Hadoop Distributed File System - HDFS

The connector offers Flows and Sources that interact with HDFS file systems.

For more information about Hadoop, please visit the Hadoop documentation.

Project Info: Apache Pekko Connectors HDFS
Artifact	org.apache.pekko pekko-connectors-hdfs 1.2.0 Snapshots are available
JDK versions	OpenJDK 8 OpenJDK 11 OpenJDK 17 OpenJDK 21
Scala versions	2.13.16, 2.12.20, 3.3.6
JPMS module name	pekko.stream.connectors.hdfs
License	Apache-2.0
API documentation	API (Scaladoc)
Forums	Github Discussions
Release notes	GitHub releases
Issues	Github issues
Sources	https://github.com/apache/pekko-connectors

Artifacts

sbt

val PekkoVersion = "1.1.5"
libraryDependencies ++= Seq(
  "org.apache.pekko" %% "pekko-connectors-hdfs" % "1.2.0",
  "org.apache.pekko" %% "pekko-stream" % PekkoVersion
)

Maven

<properties>
  <pekko.version>1.1.5</pekko.version>
  <scala.binary.version>2.13</scala.binary.version>
</properties>
<dependencies>
  <dependency>
    <groupId>org.apache.pekko</groupId>
    <artifactId>pekko-connectors-hdfs_${scala.binary.version}</artifactId>
    <version>1.2.0</version>
  </dependency>
  <dependency>
    <groupId>org.apache.pekko</groupId>
    <artifactId>pekko-stream_${scala.binary.version}</artifactId>
    <version>${pekko.version}</version>
  </dependency>
</dependencies>

Gradle

def versions = [
  PekkoVersion: "1.1.5",
  ScalaBinary: "2.13"
]
dependencies {
  implementation "org.apache.pekko:pekko-connectors-hdfs_${versions.ScalaBinary}:1.2.0"
  implementation "org.apache.pekko:pekko-stream_${versions.ScalaBinary}:${versions.PekkoVersion}"
}

The table below shows direct dependencies of this module and the second tab shows all libraries it depends on transitively.

Specifying a Hadoop Version

By default, HDFS connector uses Hadoop 3.3.6. If you are using a different version of Hadoop, you should exclude the Hadoop libraries from the connector dependency and add the dependency for your preferred version.

Set up client

Flows provided by this connector need a prepared org.apache.hadoop.fs.FileSystem to interact with HDFS.

Scala

sourceimport org.apache.hadoop.conf.Configuration
import org.apache.hadoop.fs.FileSystem

val conf = new Configuration()
conf.set("fs.default.name", "hdfs://localhost:54310")

val fs: FileSystem = FileSystem.get(conf)

Java

sourceConfiguration conf = new Configuration();
conf.set("fs.default.name", "hdfs://localhost:54310");

fs = FileSystem.get(conf);

Writing

The connector provides three Flows.
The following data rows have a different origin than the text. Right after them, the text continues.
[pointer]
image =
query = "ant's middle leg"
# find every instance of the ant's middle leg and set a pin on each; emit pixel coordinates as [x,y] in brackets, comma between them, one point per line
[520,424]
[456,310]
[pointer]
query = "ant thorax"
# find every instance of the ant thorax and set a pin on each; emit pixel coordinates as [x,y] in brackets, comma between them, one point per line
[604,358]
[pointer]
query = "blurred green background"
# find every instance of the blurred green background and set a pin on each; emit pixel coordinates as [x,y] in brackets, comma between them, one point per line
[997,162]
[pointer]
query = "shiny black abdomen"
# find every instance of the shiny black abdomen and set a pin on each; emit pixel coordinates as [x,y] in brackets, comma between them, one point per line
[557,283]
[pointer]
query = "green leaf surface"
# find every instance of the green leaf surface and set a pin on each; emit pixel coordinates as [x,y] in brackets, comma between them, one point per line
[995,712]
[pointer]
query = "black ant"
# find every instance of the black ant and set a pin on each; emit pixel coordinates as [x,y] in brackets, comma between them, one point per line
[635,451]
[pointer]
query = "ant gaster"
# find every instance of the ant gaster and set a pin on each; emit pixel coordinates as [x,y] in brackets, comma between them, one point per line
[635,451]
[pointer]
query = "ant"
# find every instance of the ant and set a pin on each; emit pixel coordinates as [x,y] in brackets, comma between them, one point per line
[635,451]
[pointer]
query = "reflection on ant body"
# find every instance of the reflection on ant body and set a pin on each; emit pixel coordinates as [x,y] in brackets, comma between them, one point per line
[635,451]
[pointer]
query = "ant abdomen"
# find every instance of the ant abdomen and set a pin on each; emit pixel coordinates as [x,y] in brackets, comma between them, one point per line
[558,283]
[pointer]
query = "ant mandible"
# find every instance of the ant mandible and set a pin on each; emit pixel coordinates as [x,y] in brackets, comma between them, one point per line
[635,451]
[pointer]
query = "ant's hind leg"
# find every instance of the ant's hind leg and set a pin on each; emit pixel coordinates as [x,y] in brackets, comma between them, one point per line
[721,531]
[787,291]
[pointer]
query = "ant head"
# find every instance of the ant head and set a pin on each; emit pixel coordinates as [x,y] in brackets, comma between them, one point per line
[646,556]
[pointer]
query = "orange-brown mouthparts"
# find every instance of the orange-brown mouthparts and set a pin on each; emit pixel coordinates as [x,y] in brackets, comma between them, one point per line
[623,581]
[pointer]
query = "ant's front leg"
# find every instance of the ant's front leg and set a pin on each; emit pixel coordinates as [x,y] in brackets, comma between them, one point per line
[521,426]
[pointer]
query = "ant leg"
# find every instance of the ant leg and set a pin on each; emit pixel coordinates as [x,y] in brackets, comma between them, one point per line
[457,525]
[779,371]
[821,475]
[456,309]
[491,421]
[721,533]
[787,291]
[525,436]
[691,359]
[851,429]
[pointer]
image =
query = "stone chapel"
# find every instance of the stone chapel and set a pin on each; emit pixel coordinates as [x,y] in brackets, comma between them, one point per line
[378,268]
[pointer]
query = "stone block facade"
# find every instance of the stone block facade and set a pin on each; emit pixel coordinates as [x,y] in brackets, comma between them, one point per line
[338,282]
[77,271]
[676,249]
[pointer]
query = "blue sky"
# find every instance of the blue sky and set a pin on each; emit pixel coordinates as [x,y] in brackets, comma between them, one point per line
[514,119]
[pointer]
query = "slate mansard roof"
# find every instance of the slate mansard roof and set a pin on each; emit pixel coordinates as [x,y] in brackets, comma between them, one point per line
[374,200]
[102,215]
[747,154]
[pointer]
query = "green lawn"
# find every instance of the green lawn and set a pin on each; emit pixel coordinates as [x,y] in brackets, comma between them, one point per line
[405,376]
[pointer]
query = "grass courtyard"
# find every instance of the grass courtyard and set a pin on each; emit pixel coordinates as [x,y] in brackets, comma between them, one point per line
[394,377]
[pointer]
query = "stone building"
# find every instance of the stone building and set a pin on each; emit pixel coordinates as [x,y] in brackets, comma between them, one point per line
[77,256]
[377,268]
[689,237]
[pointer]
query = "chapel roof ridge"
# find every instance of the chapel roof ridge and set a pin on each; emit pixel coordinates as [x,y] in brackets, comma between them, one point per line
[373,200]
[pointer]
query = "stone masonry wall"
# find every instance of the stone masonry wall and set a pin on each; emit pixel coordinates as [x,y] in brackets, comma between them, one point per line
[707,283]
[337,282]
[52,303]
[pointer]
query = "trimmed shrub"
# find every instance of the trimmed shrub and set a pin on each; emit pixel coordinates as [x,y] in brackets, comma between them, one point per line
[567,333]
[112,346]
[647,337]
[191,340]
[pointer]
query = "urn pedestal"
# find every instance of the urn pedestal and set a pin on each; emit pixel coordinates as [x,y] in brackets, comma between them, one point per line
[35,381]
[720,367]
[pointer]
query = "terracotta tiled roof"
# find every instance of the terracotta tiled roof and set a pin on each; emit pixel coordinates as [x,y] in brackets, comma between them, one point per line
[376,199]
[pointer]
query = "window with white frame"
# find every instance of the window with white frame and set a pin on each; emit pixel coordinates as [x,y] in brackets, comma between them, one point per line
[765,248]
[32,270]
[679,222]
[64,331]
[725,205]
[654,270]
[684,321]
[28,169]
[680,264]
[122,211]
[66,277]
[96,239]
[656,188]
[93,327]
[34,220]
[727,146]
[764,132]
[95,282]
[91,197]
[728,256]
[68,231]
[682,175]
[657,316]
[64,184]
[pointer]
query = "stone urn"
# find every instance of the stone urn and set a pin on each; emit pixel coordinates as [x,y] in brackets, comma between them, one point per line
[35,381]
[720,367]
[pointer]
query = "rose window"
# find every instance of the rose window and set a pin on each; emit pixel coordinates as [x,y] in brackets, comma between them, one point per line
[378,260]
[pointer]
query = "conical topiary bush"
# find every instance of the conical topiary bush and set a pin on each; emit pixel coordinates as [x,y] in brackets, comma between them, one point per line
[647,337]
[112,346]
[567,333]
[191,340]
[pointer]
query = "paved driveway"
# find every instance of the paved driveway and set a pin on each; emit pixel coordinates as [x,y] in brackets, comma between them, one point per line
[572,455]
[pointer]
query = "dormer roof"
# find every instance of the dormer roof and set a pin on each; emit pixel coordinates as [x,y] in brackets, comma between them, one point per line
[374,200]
Each flow requires RotationStrategy and SyncStrategy to run. HdfsFlow. HdfsFlow.

The flows push OutgoingMessage to a downstream.

Data Writer

Use HdfsFlow.data to stream with FSDataOutputStream without any compression.

Scala

sourceval flow = HdfsFlow.data(
  fs,
  SyncStrategy.count(500),
  RotationStrategy.size(1, FileUnit.GB),
  HdfsWritingSettings())

Java

sourceFlow<HdfsWriteMessage<ByteString, NotUsed>, RotationMessage, NotUsed> flow =
    HdfsFlow.data(
        fs, SyncStrategy.count(500), RotationStrategy.size(1, FileUnit.GB()), settings);

Compressed Data Writer

First, create CompressionCodec.

Scala

sourceval codec = new DefaultCodec()
codec.setConf(fs.getConf)

Java

sourceDefaultCodec codec = new DefaultCodec();
codec.setConf(fs.getConf());

Then, use HdfsFlow.compress to stream with CompressionOutputStream and CompressionCodec.

Scala

sourceval flow = HdfsFlow.compressed(
  fs,
  SyncStrategy.count(1),
  RotationStrategy.size(0.1, FileUnit.MB),
  codec,
  settings)

Java

sourceFlow<HdfsWriteMessage<ByteString, NotUsed>, RotationMessage, NotUsed> flow =
    HdfsFlow.compressed(
        fs, SyncStrategy.count(50), RotationStrategy.size(0.1, FileUnit.MB()), codec, settings);

Sequence Writer

Use HdfsFlow.sequence to stream a flat file consisting of binary key/value pairs.

Without Compression

Scala

sourceval flow = HdfsFlow.sequence(
  fs,
  SyncStrategy.none,
  RotationStrategy.size(1, FileUnit.MB),
  settings,
  classOf[Text],
  classOf[Text])

Java

sourceFlow<HdfsWriteMessage<Pair<Text, Text>, NotUsed>, RotationMessage, NotUsed> flow =
    HdfsFlow.sequence(
        fs,
        SyncStrategy.none(),
        RotationStrategy.size(1, FileUnit.MB()),
        SequenceFile.CompressionType.BLOCK,
        codec,
        settings,
        Text.class,
        Text.class);

With Compression

First, define a codec.

Scala

sourceval codec = new DefaultCodec()
codec.setConf(fs.getConf)

Java

sourceDefaultCodec codec = new DefaultCodec();
codec.setConf(fs.getConf());

Then, create a flow.

Scala

sourceval flow = HdfsFlow.sequence(
  fs,
  SyncStrategy.none,
  RotationStrategy.size(1, FileUnit.MB),
  CompressionType.BLOCK,
  codec,
  settings,
  classOf[Text],
  classOf[Text])

Java

sourceFlow<HdfsWriteMessage<Pair<Text, Text>, NotUsed>, RotationMessage, NotUsed> flow =
    HdfsFlow.sequence(
        fs,
        SyncStrategy.none(),
        RotationStrategy.size(1, FileUnit.MB()),
        settings,
        Text.class,
        Text.class);

Passing data through HdfsFlow

Use HdfsFlow.dataWithPassThrough, HdfsFlow.compressedWithPassThrough or HdfsFlow.sequenceWithPassThrough.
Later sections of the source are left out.